[Checkins] SVN: zope.index/trunk/ - Port okascore.c optimization used in okapiiindex from Zope2 catalog
Chris McDonough
chrism at plope.com
Tue Jun 9 19:13:54 EDT 2009
Log message for revision 100775:
- Port okascore.c optimization used in okapiiindex from Zope2 catalog
implementation. This module is compiled conditionally, based on
whether your environment has a working C compiler.
- Don't use ``len(self._docweight)`` in okapiindex _search_wids method
(obtaining the length of a BTree is very expensive at scale).
Instead use self.documentCount(). Also a Zope2 port.
Changed:
U zope.index/trunk/CHANGES.txt
U zope.index/trunk/setup.py
_U zope.index/trunk/src/zope/index/text/
U zope.index/trunk/src/zope/index/text/okapiindex.py
A zope.index/trunk/src/zope/index/text/okascore.c
U zope.index/trunk/src/zope/index/text/textindex.txt
-=-
Modified: zope.index/trunk/CHANGES.txt
===================================================================
--- zope.index/trunk/CHANGES.txt 2009-06-09 22:56:13 UTC (rev 100774)
+++ zope.index/trunk/CHANGES.txt 2009-06-09 23:13:53 UTC (rev 100775)
@@ -4,8 +4,14 @@
3.5.2 (unreleased)
------------------
-- ...
+- Port okascore.c optimization used in okapiiindex from Zope2 catalog
+ implementation. This module is compiled conditionally, based on
+ whether your environment has a working C compiler.

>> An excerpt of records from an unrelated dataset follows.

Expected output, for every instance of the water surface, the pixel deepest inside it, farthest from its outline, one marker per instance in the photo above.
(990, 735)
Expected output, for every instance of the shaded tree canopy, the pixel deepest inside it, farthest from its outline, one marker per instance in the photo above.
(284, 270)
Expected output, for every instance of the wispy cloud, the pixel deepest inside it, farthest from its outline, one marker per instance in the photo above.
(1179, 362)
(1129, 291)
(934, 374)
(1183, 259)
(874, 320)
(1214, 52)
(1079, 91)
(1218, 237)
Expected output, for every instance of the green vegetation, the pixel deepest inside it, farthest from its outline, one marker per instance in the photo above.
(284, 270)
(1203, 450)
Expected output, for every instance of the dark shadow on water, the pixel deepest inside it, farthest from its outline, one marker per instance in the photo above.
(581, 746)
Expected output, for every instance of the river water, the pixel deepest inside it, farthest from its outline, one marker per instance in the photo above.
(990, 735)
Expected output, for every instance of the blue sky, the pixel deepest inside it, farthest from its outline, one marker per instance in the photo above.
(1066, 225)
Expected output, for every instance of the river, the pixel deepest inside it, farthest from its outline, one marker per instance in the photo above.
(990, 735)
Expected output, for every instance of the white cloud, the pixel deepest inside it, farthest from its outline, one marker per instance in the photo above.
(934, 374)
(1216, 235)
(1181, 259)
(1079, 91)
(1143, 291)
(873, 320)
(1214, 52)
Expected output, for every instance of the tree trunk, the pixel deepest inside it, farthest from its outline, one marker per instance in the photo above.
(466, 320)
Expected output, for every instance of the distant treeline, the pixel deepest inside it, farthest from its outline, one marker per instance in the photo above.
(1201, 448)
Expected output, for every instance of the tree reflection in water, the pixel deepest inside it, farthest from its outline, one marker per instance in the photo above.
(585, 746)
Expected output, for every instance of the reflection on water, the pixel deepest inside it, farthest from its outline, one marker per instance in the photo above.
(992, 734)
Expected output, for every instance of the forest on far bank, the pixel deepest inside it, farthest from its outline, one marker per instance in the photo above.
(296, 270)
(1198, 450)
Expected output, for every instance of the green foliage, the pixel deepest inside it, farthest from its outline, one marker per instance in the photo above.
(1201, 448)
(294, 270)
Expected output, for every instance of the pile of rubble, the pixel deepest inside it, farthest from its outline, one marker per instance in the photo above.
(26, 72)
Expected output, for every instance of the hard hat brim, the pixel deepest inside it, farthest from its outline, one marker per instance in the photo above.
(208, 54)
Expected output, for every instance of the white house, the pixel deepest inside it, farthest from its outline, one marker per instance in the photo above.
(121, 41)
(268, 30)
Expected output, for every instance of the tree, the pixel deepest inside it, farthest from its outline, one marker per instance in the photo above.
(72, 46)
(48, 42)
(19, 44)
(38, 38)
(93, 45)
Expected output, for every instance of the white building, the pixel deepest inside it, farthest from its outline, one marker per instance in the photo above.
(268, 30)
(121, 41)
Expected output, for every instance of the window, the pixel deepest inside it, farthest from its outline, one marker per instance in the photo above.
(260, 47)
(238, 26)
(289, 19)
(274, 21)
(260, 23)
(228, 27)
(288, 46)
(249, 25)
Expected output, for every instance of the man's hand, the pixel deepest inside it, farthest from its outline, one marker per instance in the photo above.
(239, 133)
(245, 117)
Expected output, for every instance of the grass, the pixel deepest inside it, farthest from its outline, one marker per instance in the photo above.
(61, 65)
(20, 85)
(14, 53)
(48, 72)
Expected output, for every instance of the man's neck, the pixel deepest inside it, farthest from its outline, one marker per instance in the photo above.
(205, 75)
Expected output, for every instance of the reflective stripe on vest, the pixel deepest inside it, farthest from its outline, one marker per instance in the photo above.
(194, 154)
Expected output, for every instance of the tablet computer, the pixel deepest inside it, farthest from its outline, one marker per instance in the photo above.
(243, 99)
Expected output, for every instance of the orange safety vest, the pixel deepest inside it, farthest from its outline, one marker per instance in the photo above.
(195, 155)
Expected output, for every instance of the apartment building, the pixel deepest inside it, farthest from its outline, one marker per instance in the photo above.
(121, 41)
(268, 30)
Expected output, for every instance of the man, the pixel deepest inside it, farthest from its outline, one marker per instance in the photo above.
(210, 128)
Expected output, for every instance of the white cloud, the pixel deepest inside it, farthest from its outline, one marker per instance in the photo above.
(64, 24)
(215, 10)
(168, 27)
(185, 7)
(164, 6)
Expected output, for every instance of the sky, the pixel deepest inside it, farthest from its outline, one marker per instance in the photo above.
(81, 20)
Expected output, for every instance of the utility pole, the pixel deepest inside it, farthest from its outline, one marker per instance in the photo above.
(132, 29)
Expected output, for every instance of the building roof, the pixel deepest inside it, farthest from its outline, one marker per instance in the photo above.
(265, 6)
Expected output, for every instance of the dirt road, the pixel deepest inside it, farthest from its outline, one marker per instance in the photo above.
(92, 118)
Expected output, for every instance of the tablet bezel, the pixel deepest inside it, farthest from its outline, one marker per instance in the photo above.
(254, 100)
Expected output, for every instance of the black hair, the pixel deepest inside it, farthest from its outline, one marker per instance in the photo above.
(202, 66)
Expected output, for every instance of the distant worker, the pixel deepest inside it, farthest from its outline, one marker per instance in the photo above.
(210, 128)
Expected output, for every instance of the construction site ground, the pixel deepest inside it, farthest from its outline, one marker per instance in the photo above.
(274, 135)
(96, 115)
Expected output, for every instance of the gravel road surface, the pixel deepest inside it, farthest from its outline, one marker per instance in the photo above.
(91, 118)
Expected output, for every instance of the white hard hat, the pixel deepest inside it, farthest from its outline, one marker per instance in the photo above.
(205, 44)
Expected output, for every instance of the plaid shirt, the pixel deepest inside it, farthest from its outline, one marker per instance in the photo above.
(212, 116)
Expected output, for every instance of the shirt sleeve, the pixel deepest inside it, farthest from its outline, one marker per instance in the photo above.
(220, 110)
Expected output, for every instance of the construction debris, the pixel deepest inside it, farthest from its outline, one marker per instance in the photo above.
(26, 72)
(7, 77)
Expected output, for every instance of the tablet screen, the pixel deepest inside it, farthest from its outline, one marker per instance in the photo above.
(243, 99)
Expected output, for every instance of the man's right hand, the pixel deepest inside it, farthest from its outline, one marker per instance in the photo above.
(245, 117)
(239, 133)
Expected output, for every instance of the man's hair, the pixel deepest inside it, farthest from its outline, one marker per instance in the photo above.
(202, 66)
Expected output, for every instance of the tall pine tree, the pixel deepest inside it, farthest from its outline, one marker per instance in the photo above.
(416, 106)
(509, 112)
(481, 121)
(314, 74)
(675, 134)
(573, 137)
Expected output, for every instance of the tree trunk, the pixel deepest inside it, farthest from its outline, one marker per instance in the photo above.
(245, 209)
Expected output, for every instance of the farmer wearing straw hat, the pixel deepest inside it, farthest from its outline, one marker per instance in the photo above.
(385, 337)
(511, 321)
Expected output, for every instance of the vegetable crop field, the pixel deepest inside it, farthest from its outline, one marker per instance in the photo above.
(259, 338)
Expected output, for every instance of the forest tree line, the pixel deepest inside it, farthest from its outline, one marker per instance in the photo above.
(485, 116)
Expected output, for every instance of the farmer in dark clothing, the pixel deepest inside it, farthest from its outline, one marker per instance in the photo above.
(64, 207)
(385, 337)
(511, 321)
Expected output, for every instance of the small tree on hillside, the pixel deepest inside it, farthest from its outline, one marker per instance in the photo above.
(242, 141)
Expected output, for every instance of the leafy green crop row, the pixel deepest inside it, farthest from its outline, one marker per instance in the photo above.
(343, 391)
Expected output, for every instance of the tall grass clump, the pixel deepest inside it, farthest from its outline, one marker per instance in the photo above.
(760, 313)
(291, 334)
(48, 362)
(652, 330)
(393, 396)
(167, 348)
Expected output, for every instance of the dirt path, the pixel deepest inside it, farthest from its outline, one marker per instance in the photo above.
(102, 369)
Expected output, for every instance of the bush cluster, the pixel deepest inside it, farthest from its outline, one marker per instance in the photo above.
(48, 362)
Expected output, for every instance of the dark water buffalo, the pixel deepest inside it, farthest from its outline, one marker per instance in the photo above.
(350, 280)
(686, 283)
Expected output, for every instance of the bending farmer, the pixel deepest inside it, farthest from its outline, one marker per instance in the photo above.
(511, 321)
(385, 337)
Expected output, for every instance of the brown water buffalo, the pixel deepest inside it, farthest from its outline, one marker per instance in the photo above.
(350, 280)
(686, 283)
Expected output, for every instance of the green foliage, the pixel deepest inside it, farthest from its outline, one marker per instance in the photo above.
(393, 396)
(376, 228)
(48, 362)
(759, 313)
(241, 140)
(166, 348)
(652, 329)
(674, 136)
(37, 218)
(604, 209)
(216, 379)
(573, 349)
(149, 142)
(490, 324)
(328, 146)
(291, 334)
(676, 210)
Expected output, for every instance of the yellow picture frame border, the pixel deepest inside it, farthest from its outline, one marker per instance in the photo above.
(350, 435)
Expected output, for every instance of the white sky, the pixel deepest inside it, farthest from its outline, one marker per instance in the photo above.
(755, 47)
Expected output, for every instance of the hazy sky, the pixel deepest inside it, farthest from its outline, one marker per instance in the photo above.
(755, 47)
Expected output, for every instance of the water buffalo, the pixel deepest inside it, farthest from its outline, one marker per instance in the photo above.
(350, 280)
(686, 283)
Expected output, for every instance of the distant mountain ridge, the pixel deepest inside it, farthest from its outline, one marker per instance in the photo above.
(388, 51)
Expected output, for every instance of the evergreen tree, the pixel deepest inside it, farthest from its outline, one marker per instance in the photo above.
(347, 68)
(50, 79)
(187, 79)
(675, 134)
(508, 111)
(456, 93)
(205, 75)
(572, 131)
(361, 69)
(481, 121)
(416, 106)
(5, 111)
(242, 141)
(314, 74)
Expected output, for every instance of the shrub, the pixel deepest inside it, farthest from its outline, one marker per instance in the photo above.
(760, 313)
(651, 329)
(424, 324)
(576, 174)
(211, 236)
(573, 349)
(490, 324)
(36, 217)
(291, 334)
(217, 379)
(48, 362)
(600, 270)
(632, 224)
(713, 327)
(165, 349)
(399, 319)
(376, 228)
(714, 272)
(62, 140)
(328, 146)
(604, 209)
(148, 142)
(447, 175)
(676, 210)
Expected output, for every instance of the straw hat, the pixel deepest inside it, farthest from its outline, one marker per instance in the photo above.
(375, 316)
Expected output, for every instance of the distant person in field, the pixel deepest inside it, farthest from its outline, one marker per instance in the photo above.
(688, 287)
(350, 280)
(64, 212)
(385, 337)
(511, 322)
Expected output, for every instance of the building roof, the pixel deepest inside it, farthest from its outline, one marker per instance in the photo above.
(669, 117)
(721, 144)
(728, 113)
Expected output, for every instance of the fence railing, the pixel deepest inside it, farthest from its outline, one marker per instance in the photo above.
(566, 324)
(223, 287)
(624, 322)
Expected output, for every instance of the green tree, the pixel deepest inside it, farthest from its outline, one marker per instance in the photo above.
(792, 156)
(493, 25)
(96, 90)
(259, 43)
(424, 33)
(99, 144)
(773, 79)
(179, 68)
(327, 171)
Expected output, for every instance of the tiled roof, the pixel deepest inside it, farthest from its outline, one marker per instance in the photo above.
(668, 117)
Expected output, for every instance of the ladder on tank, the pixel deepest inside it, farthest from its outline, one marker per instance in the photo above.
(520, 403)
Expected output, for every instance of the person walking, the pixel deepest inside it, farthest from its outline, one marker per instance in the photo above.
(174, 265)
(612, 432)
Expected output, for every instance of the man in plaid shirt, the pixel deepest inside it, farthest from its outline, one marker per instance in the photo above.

+- Don't use ``len(self._docweight)`` in okapiindex _search_wids method
+ (obtaining the length of a BTree is very expensive at scale).
+ Instead use self.documentCount(). Also a Zope2 port.
+
3.5.1 (2009-02-27)
------------------
Modified: zope.index/trunk/setup.py
===================================================================
--- zope.index/trunk/setup.py 2009-06-09 22:56:13 UTC (rev 100774)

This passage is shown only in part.